Un jour, je reçois un message d’une amie, qui me dit qu’elle a vu mon nom dans le top 5 des meilleurs livres en néerlandais de Harper’s Bazaar. Ah bon, le magazine de mode? Sur ce, je me hâte d’allumer mon ordinateur portable, de lancer une recherche et de faire défiler les résultats sur mon écran, pour constater que mon roman Het archief figure bel et bien dans cette liste. Je bombe le torse de fierté, mais déchante aussitôt lorsque je découvre ce qui est écrit à propos de mon livre.

«Het archief raconte l’histoire d’un jeune homme qui, après la mort de son père, découvre des archives regorgeant de documents qui lui en apprennent davantage au sujet de la vie de son paternel. À mesure qu’il fouille dans toute cette paperasse, il est de plus en plus proche de déterrer les secrets du passé.»
Des mauvais résumés, j’en ai lu quelques-uns au fil des années mais ici, c’est encore autre chose tant rien de ce qui est écrit ne semble correspondre au contenu de mon livre. Dans mon roman, le père de mon personnage principal est toujours en vie et il n’est nullement question d’archives pleines de documents dans lesquels le narrateur fouillerait, ni de secrets du passé en attente d’être déterrés.
J’examine le reste de la liste. À propos de la biographie de Theo van Gogh, «incontestablement l’un des meilleurs livres en néerlandais de l’année 2024», Harper’s Bazaar écrit ceci: «De bolle Gogh (Le Gogh bouffi) raconte l’histoire de Joris, un jeune peintre en délicatesse non seulement avec son art, mais également avec son poids. Il est un peu bouffi, ce qui ne facilite pas toujours sa quête de la réussite et de l’amour.»
Pardon? Je commence à suspecter comment cet article –le travail d’une freelance digital editor qui a déjà écrit des centaines de contributions pour Harper’s Bazaar – a vu le jour, surtout lorsque je lis que Ma mère rit de Chantal Akerman («la vie avec une mère qui a toujours continué à rire envers et contre tout») est lui aussi catalogué comme l’un des meilleurs livres en néerlandais de l’année. Alors qu’Akerman écrivait en français.
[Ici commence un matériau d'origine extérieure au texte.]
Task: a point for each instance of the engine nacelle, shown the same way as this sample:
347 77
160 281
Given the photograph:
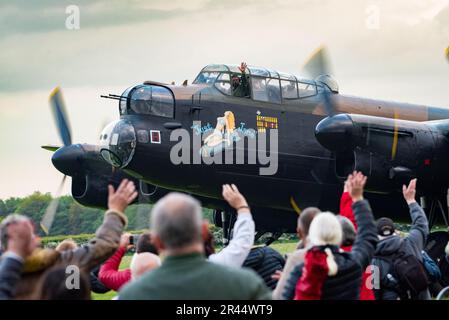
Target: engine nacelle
389 151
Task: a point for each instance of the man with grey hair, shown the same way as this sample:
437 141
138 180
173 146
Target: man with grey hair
18 242
185 273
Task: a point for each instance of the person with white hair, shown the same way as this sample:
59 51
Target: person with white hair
328 272
185 273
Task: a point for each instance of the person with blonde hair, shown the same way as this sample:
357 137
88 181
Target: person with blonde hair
328 272
66 245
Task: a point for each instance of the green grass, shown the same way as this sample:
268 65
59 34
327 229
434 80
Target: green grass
282 247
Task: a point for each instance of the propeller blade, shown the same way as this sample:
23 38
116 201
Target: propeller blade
318 63
50 148
59 112
50 212
143 209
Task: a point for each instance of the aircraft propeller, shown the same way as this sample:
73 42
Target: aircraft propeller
60 116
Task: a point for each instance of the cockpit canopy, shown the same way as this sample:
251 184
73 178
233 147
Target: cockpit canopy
260 84
148 100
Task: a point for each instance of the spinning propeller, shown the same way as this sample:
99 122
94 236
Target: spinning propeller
60 116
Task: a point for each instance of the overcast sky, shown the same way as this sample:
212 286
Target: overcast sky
381 49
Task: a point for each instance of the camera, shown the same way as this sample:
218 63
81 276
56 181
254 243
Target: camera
134 238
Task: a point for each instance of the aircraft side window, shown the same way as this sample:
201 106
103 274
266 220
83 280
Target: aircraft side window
273 90
306 89
152 100
259 88
289 89
224 87
206 77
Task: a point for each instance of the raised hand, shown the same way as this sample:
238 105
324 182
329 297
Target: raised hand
124 240
355 185
21 238
410 192
235 199
120 199
243 67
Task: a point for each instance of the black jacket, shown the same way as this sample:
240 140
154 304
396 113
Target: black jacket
265 261
345 285
10 274
412 244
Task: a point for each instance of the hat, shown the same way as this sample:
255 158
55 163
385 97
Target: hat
385 227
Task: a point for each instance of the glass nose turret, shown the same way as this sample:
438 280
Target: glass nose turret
118 143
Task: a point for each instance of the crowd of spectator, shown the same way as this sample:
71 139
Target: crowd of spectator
343 256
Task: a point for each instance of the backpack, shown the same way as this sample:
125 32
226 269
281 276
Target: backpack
406 272
432 269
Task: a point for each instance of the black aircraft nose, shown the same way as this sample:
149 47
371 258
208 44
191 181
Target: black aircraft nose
68 159
335 133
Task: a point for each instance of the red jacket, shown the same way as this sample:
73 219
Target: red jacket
109 274
346 211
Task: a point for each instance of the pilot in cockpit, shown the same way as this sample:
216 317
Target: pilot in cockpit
240 83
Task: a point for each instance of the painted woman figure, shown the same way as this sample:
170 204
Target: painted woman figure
222 136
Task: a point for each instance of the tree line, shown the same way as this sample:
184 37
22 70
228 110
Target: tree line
73 218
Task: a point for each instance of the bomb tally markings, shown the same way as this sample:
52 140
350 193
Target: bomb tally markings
263 123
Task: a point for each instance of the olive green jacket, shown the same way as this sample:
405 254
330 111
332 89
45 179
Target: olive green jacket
192 277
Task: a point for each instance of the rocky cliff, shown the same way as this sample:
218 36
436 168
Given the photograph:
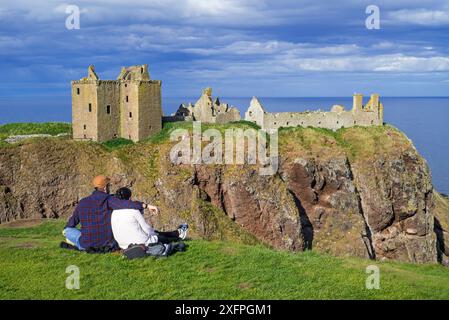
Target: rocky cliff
362 192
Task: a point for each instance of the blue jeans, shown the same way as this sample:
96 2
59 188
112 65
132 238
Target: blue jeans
73 235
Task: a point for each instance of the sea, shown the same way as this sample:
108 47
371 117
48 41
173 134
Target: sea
425 120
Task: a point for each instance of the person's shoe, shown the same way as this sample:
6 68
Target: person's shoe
182 229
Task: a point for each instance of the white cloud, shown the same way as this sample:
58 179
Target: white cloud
422 17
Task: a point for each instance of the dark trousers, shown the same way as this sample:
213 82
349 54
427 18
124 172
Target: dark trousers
167 236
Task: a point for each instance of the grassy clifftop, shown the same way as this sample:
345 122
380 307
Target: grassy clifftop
207 270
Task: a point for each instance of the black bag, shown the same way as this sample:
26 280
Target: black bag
135 251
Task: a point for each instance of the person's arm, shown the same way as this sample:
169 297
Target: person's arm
74 220
144 225
116 204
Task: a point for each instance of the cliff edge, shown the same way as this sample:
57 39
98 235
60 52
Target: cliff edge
362 192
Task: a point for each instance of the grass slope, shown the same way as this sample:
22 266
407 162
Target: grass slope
33 267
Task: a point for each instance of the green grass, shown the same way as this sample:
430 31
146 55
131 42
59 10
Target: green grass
33 267
52 128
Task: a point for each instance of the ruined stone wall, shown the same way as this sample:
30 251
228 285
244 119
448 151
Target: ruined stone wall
368 115
230 115
84 118
150 112
129 109
108 111
327 120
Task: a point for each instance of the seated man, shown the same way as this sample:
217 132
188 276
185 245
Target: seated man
129 226
93 213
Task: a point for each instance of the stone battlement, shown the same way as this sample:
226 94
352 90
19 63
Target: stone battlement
360 115
129 107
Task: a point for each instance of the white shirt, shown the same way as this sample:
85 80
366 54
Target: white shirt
129 227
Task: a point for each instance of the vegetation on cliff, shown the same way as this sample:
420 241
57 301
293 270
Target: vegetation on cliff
359 191
33 267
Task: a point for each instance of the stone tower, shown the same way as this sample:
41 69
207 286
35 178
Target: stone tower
129 107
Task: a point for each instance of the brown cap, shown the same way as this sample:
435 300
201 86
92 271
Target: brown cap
100 181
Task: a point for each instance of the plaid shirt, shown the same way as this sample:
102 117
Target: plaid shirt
94 215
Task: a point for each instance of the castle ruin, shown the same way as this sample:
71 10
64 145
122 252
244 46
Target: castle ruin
129 107
370 114
207 110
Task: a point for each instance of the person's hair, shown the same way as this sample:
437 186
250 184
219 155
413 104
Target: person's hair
123 193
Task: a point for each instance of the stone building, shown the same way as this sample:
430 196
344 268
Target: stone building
129 107
207 110
370 114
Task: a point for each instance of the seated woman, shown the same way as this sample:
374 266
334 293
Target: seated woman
129 226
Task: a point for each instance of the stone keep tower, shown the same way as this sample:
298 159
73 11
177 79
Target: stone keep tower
129 107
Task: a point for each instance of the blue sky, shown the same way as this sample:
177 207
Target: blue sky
240 48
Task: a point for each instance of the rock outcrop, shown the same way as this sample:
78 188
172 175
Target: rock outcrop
362 192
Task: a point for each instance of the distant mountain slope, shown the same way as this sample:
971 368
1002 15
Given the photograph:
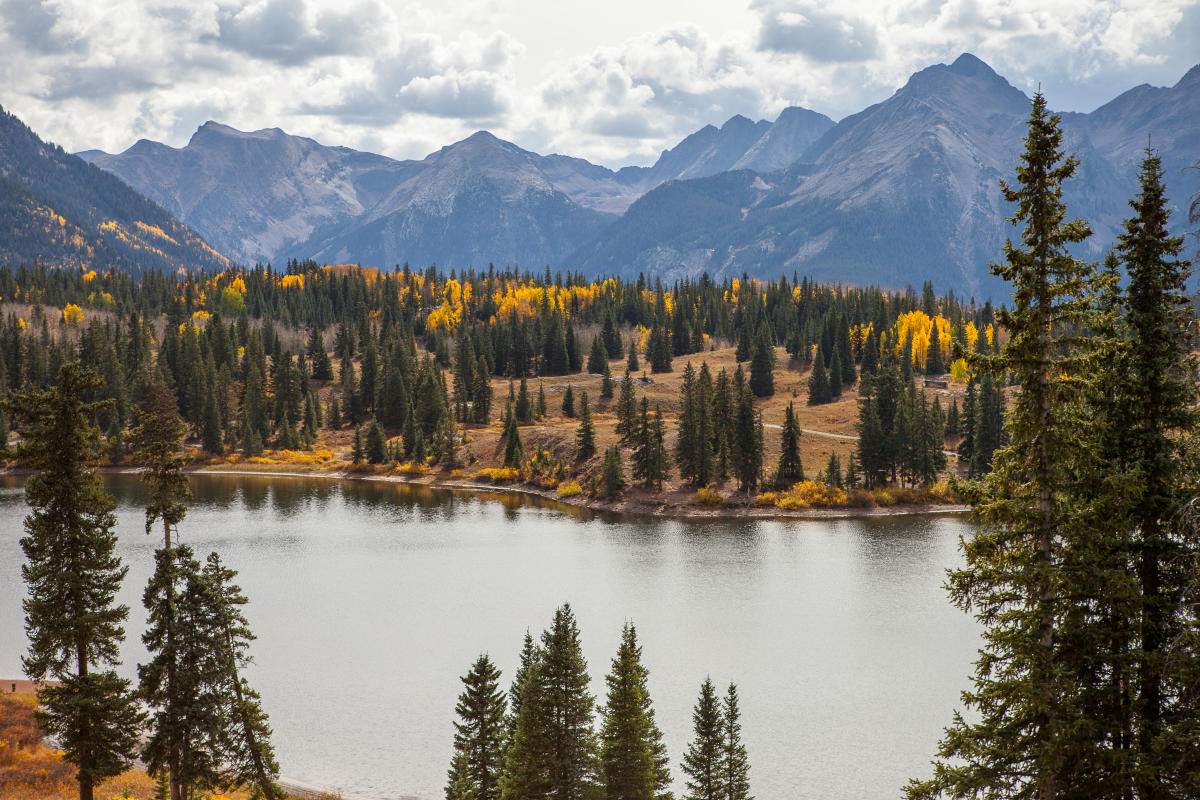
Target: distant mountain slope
256 193
57 209
905 191
268 196
477 202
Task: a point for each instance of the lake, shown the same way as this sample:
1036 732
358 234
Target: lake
370 600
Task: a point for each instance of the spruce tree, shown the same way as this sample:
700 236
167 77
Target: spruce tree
73 575
612 474
247 758
790 469
703 759
513 447
157 440
1027 734
1152 398
762 364
479 737
819 382
735 763
586 433
747 437
569 402
633 757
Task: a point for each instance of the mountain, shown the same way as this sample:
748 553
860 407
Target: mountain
483 185
59 210
901 192
256 193
268 196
Des mauvais résumés, j’en ai lu quelques-uns au fil des années mais ici, c’est encore autre chose tant rien de ce qui est écrit ne semble correspondre au contenu de mon livre
Et ce n’est pas tout: l’épais ouvrage de Michal Citroen consacré à la cachette des Juifs néerlandais pendant la guerre est subitement devenu l’histoire d’une femme qui «entreprend, pleine de curiosité, une quête afin de retrouver ses racines». Quant à l’enquête journalistique de Marijn Kruk sur la montée de l’extrême droite dans les pays occidentaux, elle est résumée comme suit: «Opstand (Révolte) se déroule dans un futur où un régime fort a tout sous son emprise. Dans ce meilleur livre en néerlandais, nous suivons une jeune femme qui s’oppose à la répression et part à la recherche de sa propre place (…). Lorsqu’elle rejoint une rébellion, elle doit effectuer des choix difficiles.» Conclusion sur le livre: «Une fois que vous l’aurez ouvert, vous ne pourrez plus le refermer.»
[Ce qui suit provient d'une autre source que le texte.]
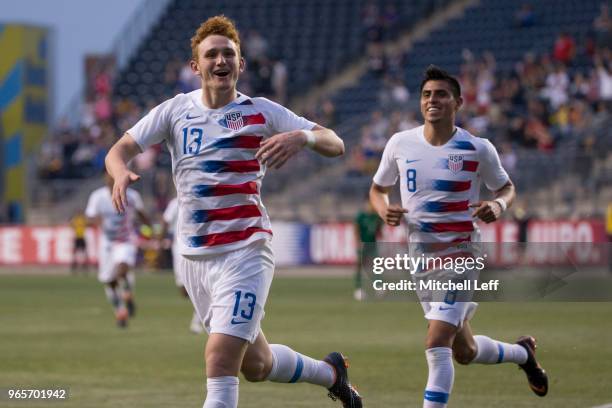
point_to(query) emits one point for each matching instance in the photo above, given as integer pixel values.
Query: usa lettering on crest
(455, 162)
(234, 120)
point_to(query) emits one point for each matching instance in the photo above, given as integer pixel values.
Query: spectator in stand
(564, 49)
(557, 87)
(602, 26)
(525, 16)
(604, 78)
(187, 81)
(279, 81)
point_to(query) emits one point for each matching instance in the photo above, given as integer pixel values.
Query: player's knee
(220, 365)
(254, 371)
(438, 340)
(465, 355)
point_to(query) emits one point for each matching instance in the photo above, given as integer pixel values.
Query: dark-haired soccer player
(440, 167)
(117, 248)
(221, 142)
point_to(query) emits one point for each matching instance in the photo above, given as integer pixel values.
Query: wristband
(501, 203)
(310, 138)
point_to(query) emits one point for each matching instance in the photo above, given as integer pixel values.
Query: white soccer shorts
(438, 305)
(454, 314)
(112, 254)
(229, 291)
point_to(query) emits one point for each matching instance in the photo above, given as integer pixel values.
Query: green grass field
(58, 331)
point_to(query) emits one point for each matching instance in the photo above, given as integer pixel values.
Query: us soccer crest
(455, 162)
(234, 120)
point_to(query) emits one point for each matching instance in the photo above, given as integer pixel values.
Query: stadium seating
(315, 38)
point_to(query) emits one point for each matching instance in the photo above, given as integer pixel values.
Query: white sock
(289, 366)
(222, 392)
(494, 352)
(441, 376)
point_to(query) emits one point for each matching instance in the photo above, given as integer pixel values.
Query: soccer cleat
(130, 305)
(121, 316)
(342, 389)
(537, 377)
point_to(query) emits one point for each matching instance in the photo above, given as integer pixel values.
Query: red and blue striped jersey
(217, 177)
(437, 183)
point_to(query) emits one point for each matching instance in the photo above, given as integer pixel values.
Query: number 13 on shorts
(244, 307)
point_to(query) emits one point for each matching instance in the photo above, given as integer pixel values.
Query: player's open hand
(120, 185)
(393, 215)
(275, 151)
(487, 211)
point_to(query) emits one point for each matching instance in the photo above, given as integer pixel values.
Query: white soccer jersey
(171, 216)
(217, 178)
(437, 183)
(115, 227)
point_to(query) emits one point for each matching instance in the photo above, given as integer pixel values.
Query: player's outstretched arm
(275, 151)
(390, 213)
(490, 211)
(116, 165)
Je décide de contacter la rédaction de Harper’s Bazaar. Je leur soumets mes critiques et leur indique que je soupçonne fortement ces textes d’être le fruit d’une intelligence artificielle. Je leur demande de retirer ce contenu au plus vite, puis de le rectifier. Je leur demande surtout des explications: «comment avez-vous pu publier un tel tissu d’inepties?»
Avant même que je reçoive une réponse, les «cinq meilleurs livres en néerlandais de 2024» ont disparu.
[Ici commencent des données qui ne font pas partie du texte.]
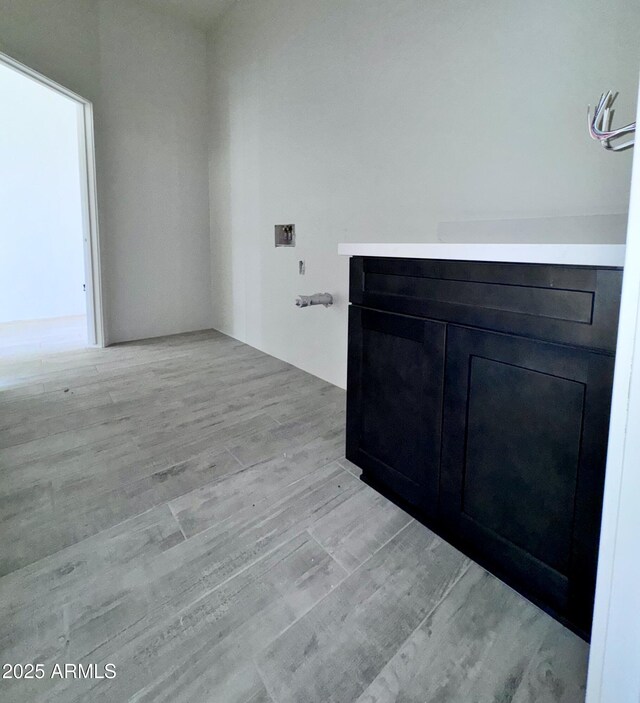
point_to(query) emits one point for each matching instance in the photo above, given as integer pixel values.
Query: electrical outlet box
(285, 235)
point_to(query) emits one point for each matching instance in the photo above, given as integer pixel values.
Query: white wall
(146, 75)
(41, 234)
(377, 120)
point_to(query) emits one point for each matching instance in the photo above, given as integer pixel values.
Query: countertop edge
(598, 255)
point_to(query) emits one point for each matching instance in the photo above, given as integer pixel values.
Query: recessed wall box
(285, 235)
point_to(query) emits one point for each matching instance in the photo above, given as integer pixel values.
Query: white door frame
(95, 316)
(614, 661)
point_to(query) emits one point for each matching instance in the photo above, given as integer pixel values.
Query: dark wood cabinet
(479, 398)
(523, 452)
(395, 402)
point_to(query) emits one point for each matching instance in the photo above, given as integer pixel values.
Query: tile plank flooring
(181, 507)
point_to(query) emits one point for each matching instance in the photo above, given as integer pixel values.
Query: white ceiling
(203, 12)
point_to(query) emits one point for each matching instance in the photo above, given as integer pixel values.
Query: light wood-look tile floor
(181, 508)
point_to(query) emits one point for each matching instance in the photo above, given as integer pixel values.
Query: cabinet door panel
(516, 464)
(394, 410)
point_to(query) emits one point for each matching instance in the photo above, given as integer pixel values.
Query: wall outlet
(285, 235)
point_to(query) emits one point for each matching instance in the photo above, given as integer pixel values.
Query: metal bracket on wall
(600, 126)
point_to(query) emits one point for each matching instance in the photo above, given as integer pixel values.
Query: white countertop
(567, 254)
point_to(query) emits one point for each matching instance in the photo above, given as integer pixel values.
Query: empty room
(319, 351)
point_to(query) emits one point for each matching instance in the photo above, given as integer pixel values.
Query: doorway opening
(50, 291)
«Désolé, la page que vous cherchez n’existe pas.»
Plus tard, je reçois un mail d’une personne qui se présente comme exerçant une fonction de managing editor digital et qui me remercie vivement d’avoir attiré l’attention de Harper’s Bazaar, qui se décrit lui-même comme «le magazine de mode le plus ancien et le plus légendaire au monde», sur ces erreurs de contenu. «Toutes nos excuses pour les erreurs dans la description de votre ouvrage et des autres livres.» Une explication? Un sentiment de honte? Que nenni! À croire que les erreurs sur lesquelles j’avais attiré leur attention n’étaient qu’un détail sans importance…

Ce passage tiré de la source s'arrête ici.